Though not all of the points lie exactly on the line of best fit, the points that do not lie on the line of best fit are all very close to it, therefore there are no real anomalous results.
The reaction between an alcohol and oxygen is an exothermic reaction. (For the purpose of display in, the reaction of ethanol is used, this can be used as an example of all alcohol combustions, and all the reactions are similar) Alcohol reacts with oxygen producing carbon dioxide and water. For the reaction to take place there is an activation energy requirement. This energy was required to break the different bonds in ethanol and oxygen. This energy must be taken in from the surroundings before the reaction begins. During the reaction carbon dioxide and water is formed (Fig 4), as the new bonds between the atoms of these two new compounds are formed, energy is given out into the surroundings. Because the C=O and H-O bonds have a higher total bond energy than the total bond energy of all of the bonds in the ethanol and oxygen molecules, more energy id given out. As the energy given out from the formation of these new bonds is greater than the activation energy taken in to start the reaction, the reaction gives out more energy than it takes in; hence it is an exothermic reaction.
Bust as the molecules of alcohols bigger, more oxygen is needed to react with the alcohol, as a result more carbon dioxide and water are produced. For increase in the number of carbon atoms in the alcohol molecule, there is a proportional increase in the C=O double bonds and H-O bonds. But as the H-O and C=O bonds have higher bond energy values, the increase in the energy given out by the reaction is greater than the increase in the energy taken in by the reaction. Therefore the heat of combustion increases as the molecules of the alcohols increase in size.
In Graphs 3 & 4 and in table 4 the experimental heat of combustion values are compared to the theoretical heat of combustion values as well as data book values. (Data book values are values which are accepted as accurate experimental results) Clearly there is a very big difference between the experimental values and the theoretical values as well as the data book values, possible reasons for this will be explained in the Evaluation section. In addition the data book values, seem to be slightly more than the theoretical values. This will also be explained in the Evaluation section. However, though the there are bid difference between the theoretical values and the experimental values, the shapes of the lines of best fit of the graphs are of similar shape.
The results obtained from this investigation has supported my original hypothesis in some parts, in other parts it has undermined it. As I had correctly hypothesised, the heats of combustion will increase as the size of molecule of the alcohol increases. As the results tables and the graphs have shown, the heats of combustion does indeed increase as the alcohol molecules increase in size. However, I had also hypothesised that the graph (Graph 1) would be of similar shape to the graph showing the theoretical values. The line of best fit on that graph was a straight line. However, the line of best fit in Graph 1 is not a straight line, but a curved one. Though the curve is slight, it is still apparent, I had based my hypothesis on the line in the graph displaying the theoretical heats of combustion. This proved to be wrong as the experimental values plotted on a graph were in a gradual curve.

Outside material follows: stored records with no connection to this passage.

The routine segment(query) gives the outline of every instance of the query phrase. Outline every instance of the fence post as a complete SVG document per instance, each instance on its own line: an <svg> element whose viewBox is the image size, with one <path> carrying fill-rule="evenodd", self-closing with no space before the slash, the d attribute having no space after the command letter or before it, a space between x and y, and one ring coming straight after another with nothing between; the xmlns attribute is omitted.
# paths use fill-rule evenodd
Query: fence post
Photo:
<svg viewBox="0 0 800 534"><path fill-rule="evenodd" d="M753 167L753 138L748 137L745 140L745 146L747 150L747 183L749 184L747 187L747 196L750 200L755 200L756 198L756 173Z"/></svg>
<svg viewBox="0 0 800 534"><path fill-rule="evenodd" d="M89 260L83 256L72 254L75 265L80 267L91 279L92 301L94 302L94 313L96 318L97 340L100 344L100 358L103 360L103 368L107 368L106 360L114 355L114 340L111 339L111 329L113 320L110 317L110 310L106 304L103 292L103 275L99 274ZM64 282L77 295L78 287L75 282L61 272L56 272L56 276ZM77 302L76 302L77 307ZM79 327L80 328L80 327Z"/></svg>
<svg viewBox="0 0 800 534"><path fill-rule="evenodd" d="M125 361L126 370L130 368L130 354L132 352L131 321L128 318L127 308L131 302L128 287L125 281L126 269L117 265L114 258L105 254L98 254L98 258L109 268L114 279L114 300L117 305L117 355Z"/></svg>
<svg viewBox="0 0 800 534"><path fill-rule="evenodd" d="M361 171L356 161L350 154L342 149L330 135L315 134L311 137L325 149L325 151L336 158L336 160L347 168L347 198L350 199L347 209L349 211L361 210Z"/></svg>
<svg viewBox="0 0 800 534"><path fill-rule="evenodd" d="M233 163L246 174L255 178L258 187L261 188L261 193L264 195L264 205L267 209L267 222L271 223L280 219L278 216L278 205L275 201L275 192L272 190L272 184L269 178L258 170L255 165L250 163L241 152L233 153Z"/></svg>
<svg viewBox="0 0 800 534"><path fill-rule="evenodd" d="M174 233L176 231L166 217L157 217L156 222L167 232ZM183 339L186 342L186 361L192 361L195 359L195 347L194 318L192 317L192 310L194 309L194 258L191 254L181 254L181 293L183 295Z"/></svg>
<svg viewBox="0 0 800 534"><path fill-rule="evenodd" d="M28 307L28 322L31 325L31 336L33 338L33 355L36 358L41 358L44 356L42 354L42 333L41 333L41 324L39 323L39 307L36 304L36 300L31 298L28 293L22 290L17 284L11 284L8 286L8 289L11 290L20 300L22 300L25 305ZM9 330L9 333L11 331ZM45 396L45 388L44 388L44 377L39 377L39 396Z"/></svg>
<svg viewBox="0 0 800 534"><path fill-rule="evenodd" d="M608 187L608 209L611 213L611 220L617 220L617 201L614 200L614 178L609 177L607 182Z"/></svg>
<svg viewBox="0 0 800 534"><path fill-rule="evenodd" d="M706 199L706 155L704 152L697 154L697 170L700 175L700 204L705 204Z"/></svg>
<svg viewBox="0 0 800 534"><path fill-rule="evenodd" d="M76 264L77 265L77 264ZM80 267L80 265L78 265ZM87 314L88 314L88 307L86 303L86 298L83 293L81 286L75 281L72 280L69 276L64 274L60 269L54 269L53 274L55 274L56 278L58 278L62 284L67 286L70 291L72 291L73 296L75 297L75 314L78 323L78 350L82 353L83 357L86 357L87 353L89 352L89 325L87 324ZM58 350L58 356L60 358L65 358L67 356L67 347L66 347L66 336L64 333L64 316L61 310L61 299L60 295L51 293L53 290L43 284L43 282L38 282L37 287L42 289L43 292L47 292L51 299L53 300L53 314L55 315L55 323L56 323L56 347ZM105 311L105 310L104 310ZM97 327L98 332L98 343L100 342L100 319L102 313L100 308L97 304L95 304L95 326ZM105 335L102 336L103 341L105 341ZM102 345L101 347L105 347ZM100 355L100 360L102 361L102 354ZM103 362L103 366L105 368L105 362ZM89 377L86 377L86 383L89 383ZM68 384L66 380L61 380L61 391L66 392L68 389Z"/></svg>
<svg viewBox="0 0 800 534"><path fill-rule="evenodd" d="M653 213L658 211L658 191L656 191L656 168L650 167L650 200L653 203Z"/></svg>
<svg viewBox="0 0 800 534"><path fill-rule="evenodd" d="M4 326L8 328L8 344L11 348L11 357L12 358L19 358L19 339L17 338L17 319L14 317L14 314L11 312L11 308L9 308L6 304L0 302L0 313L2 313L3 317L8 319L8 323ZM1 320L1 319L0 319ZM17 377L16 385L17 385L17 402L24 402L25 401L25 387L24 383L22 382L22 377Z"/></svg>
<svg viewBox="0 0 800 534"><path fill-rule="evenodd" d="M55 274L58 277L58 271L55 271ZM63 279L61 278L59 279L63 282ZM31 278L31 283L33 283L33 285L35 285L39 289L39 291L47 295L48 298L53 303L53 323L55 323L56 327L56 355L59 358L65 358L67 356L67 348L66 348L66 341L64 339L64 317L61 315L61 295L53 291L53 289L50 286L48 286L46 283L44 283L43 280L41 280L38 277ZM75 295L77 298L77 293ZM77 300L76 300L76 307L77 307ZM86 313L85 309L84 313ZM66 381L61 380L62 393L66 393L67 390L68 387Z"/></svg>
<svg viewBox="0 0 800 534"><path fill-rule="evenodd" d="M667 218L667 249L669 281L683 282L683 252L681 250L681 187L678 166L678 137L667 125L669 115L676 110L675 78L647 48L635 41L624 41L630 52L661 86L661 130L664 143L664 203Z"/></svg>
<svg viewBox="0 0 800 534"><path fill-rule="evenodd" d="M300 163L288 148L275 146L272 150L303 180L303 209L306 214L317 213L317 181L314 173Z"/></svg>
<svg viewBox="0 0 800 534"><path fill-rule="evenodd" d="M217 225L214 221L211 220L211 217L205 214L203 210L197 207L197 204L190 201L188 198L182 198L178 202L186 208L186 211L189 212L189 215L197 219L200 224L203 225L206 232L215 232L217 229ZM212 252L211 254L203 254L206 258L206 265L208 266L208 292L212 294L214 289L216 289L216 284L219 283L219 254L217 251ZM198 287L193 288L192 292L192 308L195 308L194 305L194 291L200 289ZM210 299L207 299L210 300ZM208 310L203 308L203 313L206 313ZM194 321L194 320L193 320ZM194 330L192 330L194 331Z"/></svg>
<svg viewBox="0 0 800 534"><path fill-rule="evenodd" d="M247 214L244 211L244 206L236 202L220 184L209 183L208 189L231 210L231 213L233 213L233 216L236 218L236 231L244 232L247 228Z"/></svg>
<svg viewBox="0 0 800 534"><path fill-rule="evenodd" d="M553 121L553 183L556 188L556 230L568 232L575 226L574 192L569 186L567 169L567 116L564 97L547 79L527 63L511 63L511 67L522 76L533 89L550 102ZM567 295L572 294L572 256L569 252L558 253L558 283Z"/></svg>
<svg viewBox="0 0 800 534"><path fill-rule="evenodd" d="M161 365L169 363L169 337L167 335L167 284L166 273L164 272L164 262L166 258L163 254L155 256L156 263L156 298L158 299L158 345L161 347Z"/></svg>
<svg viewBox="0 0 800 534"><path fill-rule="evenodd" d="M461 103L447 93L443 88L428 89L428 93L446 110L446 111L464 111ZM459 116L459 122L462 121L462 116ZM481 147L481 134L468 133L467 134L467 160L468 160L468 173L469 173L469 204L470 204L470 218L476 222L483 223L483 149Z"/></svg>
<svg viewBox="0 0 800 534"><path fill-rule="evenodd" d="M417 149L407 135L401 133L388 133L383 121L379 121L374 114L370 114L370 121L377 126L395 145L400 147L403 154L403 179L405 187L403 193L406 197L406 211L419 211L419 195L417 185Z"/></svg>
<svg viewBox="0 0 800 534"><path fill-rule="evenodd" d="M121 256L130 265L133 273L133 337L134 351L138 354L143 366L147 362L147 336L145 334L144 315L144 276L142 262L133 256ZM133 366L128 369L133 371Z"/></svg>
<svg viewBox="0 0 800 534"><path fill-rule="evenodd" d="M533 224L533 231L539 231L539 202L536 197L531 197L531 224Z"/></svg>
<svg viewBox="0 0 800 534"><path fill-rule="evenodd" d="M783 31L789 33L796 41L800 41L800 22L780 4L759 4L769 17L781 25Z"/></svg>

There was a very large difference between the theoretical values and the actual experimental values. This was because that the equipment used for the investigation lost a large amount of energy:
- There was a hole at the bottom of the heat shield to allow the oxygen in to react with the alcohol, there was also a hole at the op of the heat shield to allow the flame to be blown out once water’s temperature had risen by 10oC. Cold air could have flowed in though the bottom hole, once heated it would have risen, and could have flowed out through the top hole. This convection current would have been one of the main losses of energy. Fig 5 one the next page demonstrates this, and how the convection current would have formed
- The heat shield could have absorbed some of the energy through radiation , though painting it a shiny silver colour would have reflected back most of it. This heat was lost as it was not used to heat up the water.
- The combustion of the alcohol was not complete, there was smoke produced from the alcohol burner showing that there was not enough oxygen. The smoke carried particles of carbon, this was shown on the under side of the copper can. There was a large amount of soot (carbon) on the underside, this shows that not the combustion was not 100% efficient, and there would have been less C=O and H-O bonds formed as the combustion was not complete.
- The copper was felt hot at the end of the reaction. This shows that the copper also absorbed some of the heat from the reaction. This was also lost heat, as it was not measured, because it was not used to heat the water.
This reduced the accuracy of the results as not all the heat produced was measured, and also the combustion of the alcohol was incomplete, therefore, the reaction produced less energy than it should have done, if the combustion of the alcohol was complete. An improvement would be to use a calorimeter, this surrounds the entire reaction with water, which would absorb heat in all directions. The gases produced from the reaction would be passed through copper coils also surrounded by water, as much heat as possible from the gases would also be absorbed by the water, this could then be measured. The alcohol would also react with pure oxygen ensuring a complete combustion so that there would not be any carbon left, and all the heat possible would be released from the reaction.
There were not real anomalous results, as all of the points of Graph 1 were either on the line of best fit or very close to it. There were no points that were really far off from the line of best fit.
The reason for the small difference between the data book values and the theoretical values is because the theoretical values does not take into account the intermolecular forces. These forces ensure that the molecules of the substance stay together, there are two types:
- As the electrons orbit the molecule, most of the time, it will not be symmetrical this means, that one side of the molecule will have more electrons than the other side. This creates dipoles, where the opposite ends of the molecule has opposite charges. The opposite dipoles of the electron attract each other, and this force of attraction keeps the molecules together in the substance.
- However, most dipoles are only temporary as the electrons are constantly moving, therefore dipoles change. Another force named Van der Waal’s force, keeps the molecules of gases together. This force, unlike dipoles is permanent.
When new substance are formed, this releases energy, therefore, the formation of new substance from the reaction, releases a small amount of extra energy which accounts fro the difference between the data book values and the theoretical values.
The results are reliable enough for the investigation as the reaction was repeated to ensure that an the average was taken from the 2 sets of results. The 2 sets of results seemed to be very close to each other, showing no significant differences between them. Therefore, it can be concluded that the results were reliable enough for the investigation. To improve on the reliability of the results of the investigation, the investigation could have been repeated more times, taking the average from multiple sets of results. This would have reduced the chance of 1 incorrect result affecting the final results of the investigation. It would also give more results for comparison, to see which results were more reliable than others. If some most of the results were very close to one value, or repeated that value, it show that that particular value would be most reliable to use as a result for the investigation.
To extend the investigation, perhaps more alcohols could have been investigated. To see whether the trend shown in the first 8 alcohols also continues with in the other alcohols. This would also give a better graphs as there would be more points on the graph, and it would mean a more accurate line of best fit. For this extension, all the alcohols up to and including quindecanol could be investigated. Firstly their theoretical heats of combustion could be calculated from the bond energies, and then they too could be burnt to see how much alcohol was needed to raise 100g 10oC. However, investigating further alcohols would require more water. If the trend carries on in the alcohols, as the results of this investigation indicates, it would not take long for 100g of water to increase in temperature by 10oC as there would be more energy released from the higher alcohols. Hence more water is needed, or else the reaction would not be stopped in time, and more alcohol would be burned than needed, making the results inaccurate and unreliable.